Эрмина выпила ликер до дна.
— Хочешь еще? Нет? — и налила себе еще. — Если я что-нибудь имею против французов, так это только из-за Валери, — продолжала она, — но, в сущности, французы — моя любимая нация. Это народ с древними культурными традициями. А какой поэтический язык! Звучит, как музыка! Это утонченные люди с большим чувством юмора, восприимчивые ко всему прекрасному, чего лишены многие другие народы. Подумай только, Наполеон приглашает архитектора — его звали Хаусман, — который создает по его приказу прекраснейшие бульвары, а по обеим сторонам прекраснейшие дома на свете. Крыши домов там не красные и острые, как у нас, а круглые и серебристо-серые. А окна доходят до самого низу, чтобы было больше света в помещениях, а к стенам, чтобы не наткнуться на окно, прикреплены в рост человека решетки из кованого железа. Такого изящества у нас нет и в помине. — Она отпила глоток. — Кстати сказать, эти самые бульвары навели нашего кайзера на мысль создать в Вене Рингштрассе. По его указу городские стены так отшлифовали, что мы утерли нос Наполеону: дескать, тоже можем строить не хуже, чем он… Что-то я перескакиваю с пятого на десятое…
— А леди Маргита… она была компаньонкой принцессы Валери?
— Да. Она сопровождала Валери в ее кругосветном вояже. Ты знаешь, не успели мы приехать в Эннс, как Маргите уже захотелось бежать отсюда. И всей этой ерундой она забила голову Валери.
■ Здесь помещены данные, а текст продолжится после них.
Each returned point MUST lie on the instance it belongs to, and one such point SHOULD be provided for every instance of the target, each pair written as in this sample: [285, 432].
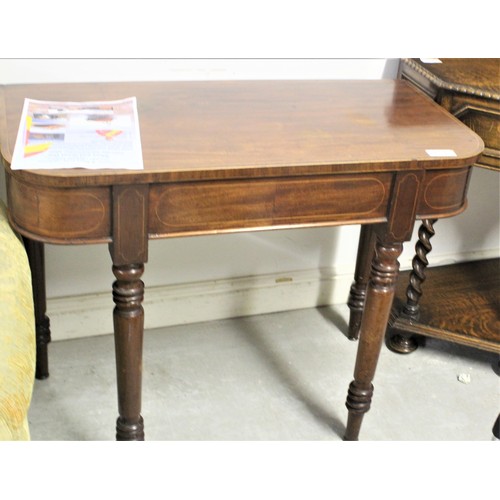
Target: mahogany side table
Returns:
[470, 90]
[223, 157]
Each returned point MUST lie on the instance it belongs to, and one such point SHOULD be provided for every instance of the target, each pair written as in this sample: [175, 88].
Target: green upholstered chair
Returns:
[17, 334]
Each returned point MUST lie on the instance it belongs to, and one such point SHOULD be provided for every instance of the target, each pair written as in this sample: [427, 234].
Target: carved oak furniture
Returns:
[470, 90]
[224, 157]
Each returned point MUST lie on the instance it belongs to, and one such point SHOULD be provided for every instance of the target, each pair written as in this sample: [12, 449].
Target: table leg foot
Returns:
[129, 431]
[402, 344]
[128, 316]
[358, 403]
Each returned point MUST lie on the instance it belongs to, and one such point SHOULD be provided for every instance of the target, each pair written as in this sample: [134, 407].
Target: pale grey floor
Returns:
[280, 376]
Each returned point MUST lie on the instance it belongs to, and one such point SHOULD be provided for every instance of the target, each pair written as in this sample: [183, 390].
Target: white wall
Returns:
[202, 278]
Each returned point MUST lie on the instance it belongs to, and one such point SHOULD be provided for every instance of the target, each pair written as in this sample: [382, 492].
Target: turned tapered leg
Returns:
[357, 294]
[379, 297]
[400, 341]
[128, 317]
[36, 257]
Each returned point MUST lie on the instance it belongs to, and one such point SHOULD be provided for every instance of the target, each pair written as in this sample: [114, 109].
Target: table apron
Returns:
[85, 214]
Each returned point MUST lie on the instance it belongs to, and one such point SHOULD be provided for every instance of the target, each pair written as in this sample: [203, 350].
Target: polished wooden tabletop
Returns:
[203, 130]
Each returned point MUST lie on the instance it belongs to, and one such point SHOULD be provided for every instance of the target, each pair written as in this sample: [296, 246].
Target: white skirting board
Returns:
[89, 315]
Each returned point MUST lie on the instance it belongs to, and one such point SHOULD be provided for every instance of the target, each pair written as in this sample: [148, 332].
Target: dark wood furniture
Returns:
[470, 90]
[239, 156]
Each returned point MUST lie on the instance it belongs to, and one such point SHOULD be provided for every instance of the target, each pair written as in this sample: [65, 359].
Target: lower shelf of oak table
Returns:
[460, 303]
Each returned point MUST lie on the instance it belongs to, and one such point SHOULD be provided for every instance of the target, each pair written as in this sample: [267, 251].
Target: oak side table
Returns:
[462, 303]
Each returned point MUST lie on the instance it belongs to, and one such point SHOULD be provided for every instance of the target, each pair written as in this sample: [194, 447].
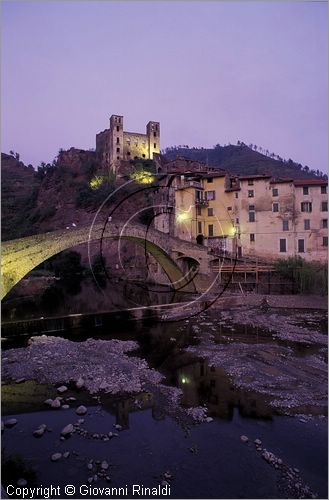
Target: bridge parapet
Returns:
[20, 256]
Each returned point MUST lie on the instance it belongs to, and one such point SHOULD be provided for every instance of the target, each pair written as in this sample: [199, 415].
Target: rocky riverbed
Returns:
[193, 376]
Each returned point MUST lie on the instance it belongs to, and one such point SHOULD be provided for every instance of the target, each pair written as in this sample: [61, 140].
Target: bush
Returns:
[308, 277]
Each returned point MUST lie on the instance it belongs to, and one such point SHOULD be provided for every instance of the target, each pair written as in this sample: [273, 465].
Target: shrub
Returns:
[308, 277]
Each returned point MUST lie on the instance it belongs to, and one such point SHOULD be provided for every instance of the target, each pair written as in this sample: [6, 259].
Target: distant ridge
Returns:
[243, 160]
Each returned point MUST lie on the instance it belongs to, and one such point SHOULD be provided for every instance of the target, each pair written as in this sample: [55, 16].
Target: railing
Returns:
[201, 202]
[231, 268]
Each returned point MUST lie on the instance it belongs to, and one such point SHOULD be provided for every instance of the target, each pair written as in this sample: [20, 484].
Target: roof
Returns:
[281, 180]
[256, 177]
[310, 182]
[220, 173]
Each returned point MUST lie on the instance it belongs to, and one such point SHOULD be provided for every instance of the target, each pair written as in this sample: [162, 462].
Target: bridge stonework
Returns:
[21, 256]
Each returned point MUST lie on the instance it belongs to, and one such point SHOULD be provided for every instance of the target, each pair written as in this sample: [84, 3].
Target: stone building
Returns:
[249, 215]
[114, 144]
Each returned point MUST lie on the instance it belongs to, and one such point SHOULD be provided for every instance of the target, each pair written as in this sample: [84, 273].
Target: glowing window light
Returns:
[182, 217]
[142, 177]
[96, 182]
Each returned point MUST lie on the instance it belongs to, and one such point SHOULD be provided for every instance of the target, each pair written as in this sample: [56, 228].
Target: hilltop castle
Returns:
[114, 144]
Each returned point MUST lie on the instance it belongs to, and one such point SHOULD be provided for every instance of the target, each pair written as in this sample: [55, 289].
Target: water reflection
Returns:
[83, 296]
[203, 384]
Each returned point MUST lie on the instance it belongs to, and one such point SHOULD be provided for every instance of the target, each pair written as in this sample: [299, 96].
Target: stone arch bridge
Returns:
[186, 264]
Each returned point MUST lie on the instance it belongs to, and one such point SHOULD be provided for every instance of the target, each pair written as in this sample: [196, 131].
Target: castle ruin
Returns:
[114, 144]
Все капризы принцессы, протесты против всех и вся — все это влияние Маргиты. Да, но я ведь хотела сказать тебе совсем о другом. А именно — о баварском короле, о моем батюшке.
— Вы часто виделись с ним?
— Едва ли. Он не интересовался детьми. Он был очень талантлив, в языках так просто гений, но совсем не галантен. В конце жизни он оглох. Всем в замке выкрикивал в лицо самые гнусные оскорбления и был этим знаменит — и не только у нас, но и во Франции. По всему Парижу ходили его остроты. Он приезжал на Всемирную выставку в 1876 году с нашим кайзером, но об этом тебе лучше расскажет Полин Меттерних: ее муж был в то время послом в Париже, она застала баварского короля, когда он был в своей лучшей форме. А через год его не стало.
— Могу ли я задать действительно деликатный вопрос?
— Спрашивай, — Эрмина поправила валик за спиной.
— Разве тогда не было этого ужасного скандала?
— Ты имеешь в виду скандал в Мюнхене? Да. Мне как раз исполнилось шесть лет, когда мой отец влюбился в одну танцовщицу. Она была разведенной шотландкой, но везде представлялась испанкой. Отъявленная стерва. Сводила мужчин с ума, из-за нее произошло немало дуэлей. Моего отца она поработила полностью. Он был буквально у ее ног. И можешь себе представить, он позволял ей даже вмешиваться в вопросы политики. Она спровоцировала столько скандалов, что он, по ее милости, был вынужден отречься от престола.
— Как ее звали, эту танцовщицу?
— Лола Монтес. Он дал ей дворянский титул, сделал из нее графиню Ландсфельд. Но со временем ее лишили титула. Но это я рассказываю, чтобы ты поняла, почему я не вышла замуж. Я знаю, как это все выглядит — так сказать, за кулисами. Знаю, что приходится терпеть замужним женщинам. А свободной любви я тем более не приемлю, если даже короли отрекаются из-за нее от престола… Кстати, не знаешь ли ты, кто невеста нашего генерала?